Mayor Duggan fights for role in DPS fix

Detroit Public Schools are a problem - this much is true - but we still don't know how they're going to be fixed.

- Detroit Public Schools are in need of a fast fix but one problem still remains: how will it get done. Leaders can't agree on how to get it done and now, Mayor Mike Duggan is weighing in on the problem.

Mayor Mike Duggan took on the issue in his State of the City address that state control of DPS just isn't working. He said some Charter schools are no better and the legislature is not moving. But what's the holdup?

"You have a lot of people with a lot of different ideas and you have a governor distracted with other issues so all of that might be working against us," Duggan said.

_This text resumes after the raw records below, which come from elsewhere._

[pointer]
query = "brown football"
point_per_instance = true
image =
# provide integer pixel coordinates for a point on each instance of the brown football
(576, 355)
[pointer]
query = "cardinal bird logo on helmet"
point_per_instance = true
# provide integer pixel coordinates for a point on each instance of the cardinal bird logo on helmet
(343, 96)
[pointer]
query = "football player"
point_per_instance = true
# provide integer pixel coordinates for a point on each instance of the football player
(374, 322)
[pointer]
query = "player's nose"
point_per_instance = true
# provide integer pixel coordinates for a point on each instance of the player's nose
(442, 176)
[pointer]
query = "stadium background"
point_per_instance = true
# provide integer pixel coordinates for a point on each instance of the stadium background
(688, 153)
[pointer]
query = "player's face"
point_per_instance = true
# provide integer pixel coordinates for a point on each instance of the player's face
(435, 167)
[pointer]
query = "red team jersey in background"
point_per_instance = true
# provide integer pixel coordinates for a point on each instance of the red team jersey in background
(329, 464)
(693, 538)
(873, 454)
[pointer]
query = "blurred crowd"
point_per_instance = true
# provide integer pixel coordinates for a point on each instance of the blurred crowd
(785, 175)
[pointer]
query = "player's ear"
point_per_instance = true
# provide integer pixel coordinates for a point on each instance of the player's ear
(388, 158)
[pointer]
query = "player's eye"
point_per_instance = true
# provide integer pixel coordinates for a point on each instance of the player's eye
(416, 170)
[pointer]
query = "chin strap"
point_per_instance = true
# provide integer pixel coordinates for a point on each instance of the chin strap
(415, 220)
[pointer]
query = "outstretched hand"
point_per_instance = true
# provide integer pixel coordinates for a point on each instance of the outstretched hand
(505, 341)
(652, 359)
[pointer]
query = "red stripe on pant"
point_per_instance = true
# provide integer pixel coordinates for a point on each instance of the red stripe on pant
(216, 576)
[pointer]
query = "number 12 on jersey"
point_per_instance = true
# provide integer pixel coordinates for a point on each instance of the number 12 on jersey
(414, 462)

The 'other issues' he's talking about are Flint. And the other ideas? Well, the governor has a plan to fix DPS, but so do Republicans and Democrats.

"All we got to do is we got to get to 20 votes in the Senate and 56 votes in the House - for a reasonable plan. We'll start in the Senate," Duggan said. "The governor and I are alligned in the lobbying right now and I think some of the charter operators coming around."

So is that progress? Maybe. At a session of the Detroit Regional Chamber's Detroit policy conference, most agree that the state should pay the $700+ million DPS Debt, but where does the money come from? Clark Durant is the Founder of Cornerstone Schools and says that money should be in the state's budget for the year.

"All kids are important and this money is in that budget or needs to be in that budget from sources that don't penalize other schools," Durant said.

Assuming the state gets the money from somewhere, the governor's concept is for one entity to take care of the debt and the other entity to figure out the schools. For parent Arlyssa Heard, she wants to make sure nobody loses their job.

"One of my main concerns that I'm concerned about with is the collective bargaining for teachers. I don't want anybody to be out of a job," Heard said

Today, Detroiters don't have a vote in their schools but that could change soon.

"I don't know about the end of the year I hope they can I think there can be an elected school board," Durant said.

Someone has to take charge and Mayor Duggan agrees that it should be done on a local level.

"I believe in local control and I think 20 years from now, the mayor of Detroit should be the person signing off on schools and where they're lcoated so that we avoid this craziness of several in one area and another area with no schools at all."